Accident | |
---|---|
Date | 1 January 1985 |
Summary | Controlled flight into terrain for unknown reasons |
Site | Mount Illimani, Bolivia 16°38′10″S 67°47′21″W / 16.63611°S 67.78917°W |
Aircraft | |
Aircraft type | Boeing 727-225 Advanced[a] |
Operator | Eastern Air Lines |
IATA flight No. | EA980 |
ICAO flight No. | EAL980 |
Call sign | EASTERN 980 |
Registration | N819EA |
Flight origin | President Stroessner International Airport, Asunción, Paraguay |
1st stopover | El Alto International Airport, La Paz, Bolivia |
Last stopover | Simón Bolívar International Airport, Guayaquil, Ecuador |
Destination | Miami International Airport, Florida, United States |
Occupants | 29 |
Passengers | 19 |
Crew | 10 |
Fatalities | 29 |
Survivors | 0 |
Eastern Air Lines Flight 980 was a scheduled international flight from Asunción, Paraguay, to Miami, Florida, United States. On January 1, 1985, while descending towards La Paz, Bolivia, for a scheduled stopover, the Boeing 727 jetliner struck Mount Illimani at an altitude of 19,600 feet (6,000 m), killing all 29 people on board.

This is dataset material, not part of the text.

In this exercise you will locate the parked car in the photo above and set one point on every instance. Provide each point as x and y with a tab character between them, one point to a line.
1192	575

The wreckage was scattered over a large area of a glacier covered with snow. Over the decades, several search expeditions were only able to recover a small amount of debris, and searches for the flight recorders were unsuccessful. The accident remains the highest-altitude controlled flight into terrain in commercial aviation history.